今回はECのミカタ主催の「食品ECカンファレンス」より、「食べチョク」を展開する株式会社ビビッドガーデン 執行役員 松浦悠介氏が同社の取り組みを語る、「顧客ニーズと商品特性のマッチング戦略」セッションをレポートする。

本記事は2025年3月に開催した「食品ECカンファレンス」でのセミナー内容を基にしています

ステップ0:マーケットフィットに向けた「探索期」

「食べチョク」は、生産者自身が価格を設定し、消費者に直接発送するマーケットプレイス型の「オンライン直売所」だ。
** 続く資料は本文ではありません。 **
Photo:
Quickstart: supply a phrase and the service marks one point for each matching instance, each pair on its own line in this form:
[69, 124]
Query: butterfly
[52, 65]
農協などを介した販売では卸値が固定され、中間業者が多いことから利益率が上げにくく、付加価値をつけて売りたい小中規模の生産者には不利。しかし、価格を自由に決定できる「食べチョク」では、利益率の高い販売が可能となる。また、「食べチョク」自体では在庫を持たないため、需要の急増減にも柔軟に対応できるビジネスモデルと言える。また、ビビッドガーデンはオフラインの販路開拓も手掛けており、自治体と連携して地域の食と農水産業の魅力を発信している。

「百貨店での催事や飲食店への販路開拓に加えて、農業体験のイベントを企画したり、アグリツーリズムやガストロノミーの観点で旅行コンテンツを作ったりもしています。それらを通して、新規就農や交流人口・関係人口の創出に取り組んでいます」(以下、発言は全て松浦氏)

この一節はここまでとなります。